C’è un’opera di Petrarca che in un certo senso media fra la sterminata ricchezza della biblioteca e il bisogno di avere a disposizione, quasi distillati in un alambicco, i tesori, gli insegnamenti, che di volta in volta ci servono: è il De remediis utriusque fortunae... Fra i rimedi che si possono approntare c’è il colloquio con i grandi del passato che la lettura rende possibile… Sono loro, continua Petrarca, a guidarci nelle tempestose acque della nostra vita. Non ti voglio certo distogliere, dice Petrarca al dedicatario dell’opera, Azzo da Correggio, dal consultare le opere più impegnative dei filosofi nella tua guerra contro la Fortuna, ma voglio aiutarti con delle armi già preparate ‘perché tu sia equipaggiato intanto con delle sentenze brevi e succose, come se fossero delle armi pronte e continuamente a disposizione contro le ingiurie e tutti gli attacchi improvvisi che vengono da ogni parte’. Poco più avanti l’immagine delle armi si intreccia con quella delle medicine: ‘A questo soprattutto ho badato… che… tu abbia per così dire sotto mano, pronto all’uso, in ogni tempo e luogo, per ogni male e per ogni bene dannoso che la sorte buona o cattiva ti arreca, un rimedio breve, ma confezionato da mano amica, quasi antidoto non inefficace alla duplice malattia, contenuto in una piccola ampolla’. L’opera nasce cioè dall’ordinata disposizione di quel materiale che Petrarca ha tratto dalle sue letture: sentenze brevi ed efficaci vengono collocate, come in una ideale farmacia (o armeria), a riempire le caselle dei vari casi della fortuna, buona o cattiva.
 

...nello stesso tempo è affascinante vedere come alcune metafore attraversino, e leghino fra loro, le questioni del restauro delle rovine antiche, del recupero del vero volto dei testi, della produzione di nuove opere. E sono metafore in cui è forte la carica del desiderio che il frammento riprenda vita. Alla luce della ricomposizione dei frammenti e della rinascita viene letto anche il compito che Leone X aveva affidato a Raffaello, di ricostruire la mappa della Roma imperiale. Quando Raffaello muore, ancora giovane, nel 1520, fra coloro che lo piangono c’è il suo amico Castiglione, che rievoca da subito il mito di Asclepio:

'Il dio di Epidauro, poiché aveva sanato con la sapienza medica un corpo dilacerato e aveva richiamato Ippolito dalle acque stigie, fu egli stesso trascinato alle onde stigie, e così la morte diventò il premio di chi aveva dato la vita. Anche tu, Raffaello, mentre ricomponevi con il tuo mirabile ingegno una Roma con il corpo tutto dilaniato, e mentre restituivi alla vita il cadavere dell’Urbe lacerato dal ferro, dal fuoco e dal tempo, e lo riporti alla antica bellezza, movesti l’invidia degli dei, e la morte si offese perché potevi ridare l’anima a chi era morto da tempo, e perché ciò che una lunga epoca aveva distrutto a poco a poco, tu questo potevi ritrovarlo trasgredendo le leggi mortali. Così tu muori ahimè colto nella prima giovinezza, e ci ricordi che renderemo noi stessi e le nostre cose alla morte'. 

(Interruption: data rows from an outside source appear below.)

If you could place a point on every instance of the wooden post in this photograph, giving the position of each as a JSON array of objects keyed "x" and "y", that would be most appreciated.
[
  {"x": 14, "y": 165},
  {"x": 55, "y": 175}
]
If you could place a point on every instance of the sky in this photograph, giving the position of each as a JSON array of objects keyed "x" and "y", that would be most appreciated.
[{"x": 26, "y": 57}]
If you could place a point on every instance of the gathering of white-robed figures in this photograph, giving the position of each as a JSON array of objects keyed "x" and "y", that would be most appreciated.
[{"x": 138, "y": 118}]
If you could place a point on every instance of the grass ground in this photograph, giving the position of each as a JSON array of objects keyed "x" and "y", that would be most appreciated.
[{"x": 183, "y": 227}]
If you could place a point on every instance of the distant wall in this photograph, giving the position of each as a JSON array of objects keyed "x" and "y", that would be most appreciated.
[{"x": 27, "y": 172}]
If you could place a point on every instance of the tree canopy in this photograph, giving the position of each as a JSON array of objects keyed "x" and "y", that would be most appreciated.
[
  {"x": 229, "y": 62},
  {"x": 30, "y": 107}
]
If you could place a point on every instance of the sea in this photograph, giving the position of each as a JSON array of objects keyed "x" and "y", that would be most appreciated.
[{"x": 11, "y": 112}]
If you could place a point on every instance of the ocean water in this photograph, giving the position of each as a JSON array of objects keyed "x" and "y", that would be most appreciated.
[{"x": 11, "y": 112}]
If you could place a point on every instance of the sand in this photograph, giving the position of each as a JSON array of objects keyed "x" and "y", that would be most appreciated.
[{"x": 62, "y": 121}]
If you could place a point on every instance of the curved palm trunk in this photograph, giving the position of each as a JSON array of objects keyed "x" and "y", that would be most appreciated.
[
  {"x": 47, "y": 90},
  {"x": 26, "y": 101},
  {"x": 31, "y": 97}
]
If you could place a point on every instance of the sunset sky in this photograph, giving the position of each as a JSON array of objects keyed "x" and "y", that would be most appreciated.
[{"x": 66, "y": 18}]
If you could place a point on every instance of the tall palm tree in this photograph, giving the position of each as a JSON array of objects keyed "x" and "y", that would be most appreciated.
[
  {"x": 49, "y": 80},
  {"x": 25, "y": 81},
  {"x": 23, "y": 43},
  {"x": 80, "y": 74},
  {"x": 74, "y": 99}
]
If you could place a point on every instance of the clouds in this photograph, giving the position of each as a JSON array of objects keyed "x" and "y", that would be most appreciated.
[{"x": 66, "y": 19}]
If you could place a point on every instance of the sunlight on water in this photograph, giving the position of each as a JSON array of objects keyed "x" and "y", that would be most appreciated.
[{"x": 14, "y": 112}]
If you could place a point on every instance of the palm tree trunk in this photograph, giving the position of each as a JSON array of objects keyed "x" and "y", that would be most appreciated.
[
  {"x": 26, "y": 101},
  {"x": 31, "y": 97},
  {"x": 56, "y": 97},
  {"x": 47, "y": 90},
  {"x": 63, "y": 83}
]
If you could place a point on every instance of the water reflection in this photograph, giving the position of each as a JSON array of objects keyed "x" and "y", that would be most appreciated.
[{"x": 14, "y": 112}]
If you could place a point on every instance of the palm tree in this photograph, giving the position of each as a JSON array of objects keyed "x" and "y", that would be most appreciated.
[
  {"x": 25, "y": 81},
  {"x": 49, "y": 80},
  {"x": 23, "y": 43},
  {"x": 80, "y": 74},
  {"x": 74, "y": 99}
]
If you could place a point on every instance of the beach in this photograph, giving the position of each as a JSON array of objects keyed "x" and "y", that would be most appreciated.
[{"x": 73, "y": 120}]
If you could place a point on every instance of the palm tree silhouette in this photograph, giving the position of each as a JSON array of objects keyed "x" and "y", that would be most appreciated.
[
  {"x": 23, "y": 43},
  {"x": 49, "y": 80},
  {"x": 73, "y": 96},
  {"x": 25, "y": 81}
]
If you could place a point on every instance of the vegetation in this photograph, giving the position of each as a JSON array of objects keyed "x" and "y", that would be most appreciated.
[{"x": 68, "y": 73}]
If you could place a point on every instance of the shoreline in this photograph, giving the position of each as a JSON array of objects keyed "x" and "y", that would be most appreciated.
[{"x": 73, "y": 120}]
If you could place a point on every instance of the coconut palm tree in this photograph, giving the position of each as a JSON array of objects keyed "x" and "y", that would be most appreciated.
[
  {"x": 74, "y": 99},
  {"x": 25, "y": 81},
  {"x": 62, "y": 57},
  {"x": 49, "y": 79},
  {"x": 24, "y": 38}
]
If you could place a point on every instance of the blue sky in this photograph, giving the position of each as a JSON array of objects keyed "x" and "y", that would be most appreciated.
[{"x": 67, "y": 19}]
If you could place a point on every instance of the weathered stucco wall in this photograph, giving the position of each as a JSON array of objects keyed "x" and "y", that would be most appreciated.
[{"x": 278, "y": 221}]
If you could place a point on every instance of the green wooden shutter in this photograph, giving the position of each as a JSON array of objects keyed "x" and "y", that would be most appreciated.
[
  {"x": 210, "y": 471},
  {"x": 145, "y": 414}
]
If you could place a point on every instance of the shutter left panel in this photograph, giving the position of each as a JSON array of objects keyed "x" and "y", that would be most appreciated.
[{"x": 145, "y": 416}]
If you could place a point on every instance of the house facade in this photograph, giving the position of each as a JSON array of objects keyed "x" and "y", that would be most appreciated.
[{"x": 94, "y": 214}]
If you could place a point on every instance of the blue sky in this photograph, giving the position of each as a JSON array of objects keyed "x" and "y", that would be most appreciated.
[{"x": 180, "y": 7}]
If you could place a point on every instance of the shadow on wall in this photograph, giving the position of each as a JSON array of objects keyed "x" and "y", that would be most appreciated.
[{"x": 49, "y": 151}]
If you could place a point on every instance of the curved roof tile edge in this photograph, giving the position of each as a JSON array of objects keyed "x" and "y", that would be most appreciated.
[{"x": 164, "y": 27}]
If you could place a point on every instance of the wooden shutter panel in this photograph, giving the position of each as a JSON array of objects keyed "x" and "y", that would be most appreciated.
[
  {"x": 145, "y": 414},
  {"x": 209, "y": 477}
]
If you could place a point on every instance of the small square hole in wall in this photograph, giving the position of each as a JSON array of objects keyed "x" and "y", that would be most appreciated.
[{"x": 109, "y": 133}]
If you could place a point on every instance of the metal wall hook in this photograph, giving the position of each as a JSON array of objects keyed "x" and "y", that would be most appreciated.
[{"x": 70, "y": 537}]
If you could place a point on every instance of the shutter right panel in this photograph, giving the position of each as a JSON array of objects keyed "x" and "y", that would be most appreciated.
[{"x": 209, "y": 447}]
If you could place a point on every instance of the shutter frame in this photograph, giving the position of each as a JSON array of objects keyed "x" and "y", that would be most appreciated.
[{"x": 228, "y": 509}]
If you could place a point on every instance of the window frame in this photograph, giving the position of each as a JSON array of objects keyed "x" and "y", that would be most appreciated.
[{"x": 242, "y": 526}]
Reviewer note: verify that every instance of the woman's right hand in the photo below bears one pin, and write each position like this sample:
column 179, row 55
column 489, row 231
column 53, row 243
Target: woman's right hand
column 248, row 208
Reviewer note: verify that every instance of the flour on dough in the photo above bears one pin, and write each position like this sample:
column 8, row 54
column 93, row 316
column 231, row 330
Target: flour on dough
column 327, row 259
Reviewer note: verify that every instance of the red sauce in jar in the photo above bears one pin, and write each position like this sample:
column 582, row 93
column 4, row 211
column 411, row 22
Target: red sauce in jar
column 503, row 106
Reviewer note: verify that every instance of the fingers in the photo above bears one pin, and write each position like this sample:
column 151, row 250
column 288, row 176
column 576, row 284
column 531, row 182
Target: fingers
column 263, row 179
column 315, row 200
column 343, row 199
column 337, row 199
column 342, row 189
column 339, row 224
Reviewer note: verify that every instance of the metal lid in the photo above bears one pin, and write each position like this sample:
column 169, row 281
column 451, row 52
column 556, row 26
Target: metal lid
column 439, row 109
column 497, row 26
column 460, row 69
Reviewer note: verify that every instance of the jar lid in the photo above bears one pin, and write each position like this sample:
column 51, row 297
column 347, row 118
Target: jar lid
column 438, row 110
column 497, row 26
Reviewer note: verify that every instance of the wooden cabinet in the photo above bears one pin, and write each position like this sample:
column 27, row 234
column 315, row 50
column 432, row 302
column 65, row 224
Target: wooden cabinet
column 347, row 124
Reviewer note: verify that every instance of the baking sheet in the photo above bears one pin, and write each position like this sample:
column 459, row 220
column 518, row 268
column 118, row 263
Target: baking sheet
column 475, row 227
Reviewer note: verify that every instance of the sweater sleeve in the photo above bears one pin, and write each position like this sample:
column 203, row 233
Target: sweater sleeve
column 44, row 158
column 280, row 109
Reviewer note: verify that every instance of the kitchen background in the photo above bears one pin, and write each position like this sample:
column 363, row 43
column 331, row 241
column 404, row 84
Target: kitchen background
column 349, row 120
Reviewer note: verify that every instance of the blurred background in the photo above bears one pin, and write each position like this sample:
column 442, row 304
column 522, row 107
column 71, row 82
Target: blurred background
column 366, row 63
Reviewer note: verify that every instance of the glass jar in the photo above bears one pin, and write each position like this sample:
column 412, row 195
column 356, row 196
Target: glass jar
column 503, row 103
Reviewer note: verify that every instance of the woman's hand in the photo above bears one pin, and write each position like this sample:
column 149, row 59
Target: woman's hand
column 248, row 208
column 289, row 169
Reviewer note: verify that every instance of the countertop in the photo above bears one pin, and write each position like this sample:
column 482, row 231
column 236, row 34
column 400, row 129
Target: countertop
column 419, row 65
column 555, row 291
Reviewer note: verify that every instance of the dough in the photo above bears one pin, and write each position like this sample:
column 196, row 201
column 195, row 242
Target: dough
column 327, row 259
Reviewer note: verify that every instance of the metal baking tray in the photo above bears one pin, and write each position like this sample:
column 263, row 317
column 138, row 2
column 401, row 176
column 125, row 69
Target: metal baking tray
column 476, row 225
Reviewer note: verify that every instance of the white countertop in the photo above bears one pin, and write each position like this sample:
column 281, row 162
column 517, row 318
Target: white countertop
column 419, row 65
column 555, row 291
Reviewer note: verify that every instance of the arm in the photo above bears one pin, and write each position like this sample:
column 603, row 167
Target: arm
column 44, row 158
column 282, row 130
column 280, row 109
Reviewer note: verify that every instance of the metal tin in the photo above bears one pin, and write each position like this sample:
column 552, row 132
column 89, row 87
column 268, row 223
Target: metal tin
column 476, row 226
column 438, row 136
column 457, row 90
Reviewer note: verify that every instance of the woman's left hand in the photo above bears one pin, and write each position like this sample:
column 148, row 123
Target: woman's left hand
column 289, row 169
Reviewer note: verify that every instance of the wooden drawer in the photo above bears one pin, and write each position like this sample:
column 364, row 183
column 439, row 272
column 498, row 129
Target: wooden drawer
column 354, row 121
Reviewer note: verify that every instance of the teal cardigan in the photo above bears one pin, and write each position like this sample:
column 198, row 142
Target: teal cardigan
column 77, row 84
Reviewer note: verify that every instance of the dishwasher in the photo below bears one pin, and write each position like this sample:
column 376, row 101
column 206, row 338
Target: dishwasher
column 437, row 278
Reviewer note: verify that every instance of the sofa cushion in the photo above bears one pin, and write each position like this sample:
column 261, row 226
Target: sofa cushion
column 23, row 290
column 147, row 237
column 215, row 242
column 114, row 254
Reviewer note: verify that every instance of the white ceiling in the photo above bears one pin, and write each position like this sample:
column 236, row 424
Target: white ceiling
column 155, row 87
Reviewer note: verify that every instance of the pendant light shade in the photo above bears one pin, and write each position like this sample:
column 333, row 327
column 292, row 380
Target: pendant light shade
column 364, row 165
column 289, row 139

Il lettore che evoca l’autore per dialogare con lui compie dunque un rituale che si inserisce nel grande mito della rinascita, della possibilità di riportare alla luce quello che non è più, di ricomporre ciò che – nelle rovine antiche, come nei manoscritti lacerati dal tempo – è disperso e frammentario. In entrambi i casi si insegue un fantasma, mossi da un desiderio che si nutre di un senso di mancanza, di un rapporto insoddisfacente con il presente, con la realtà.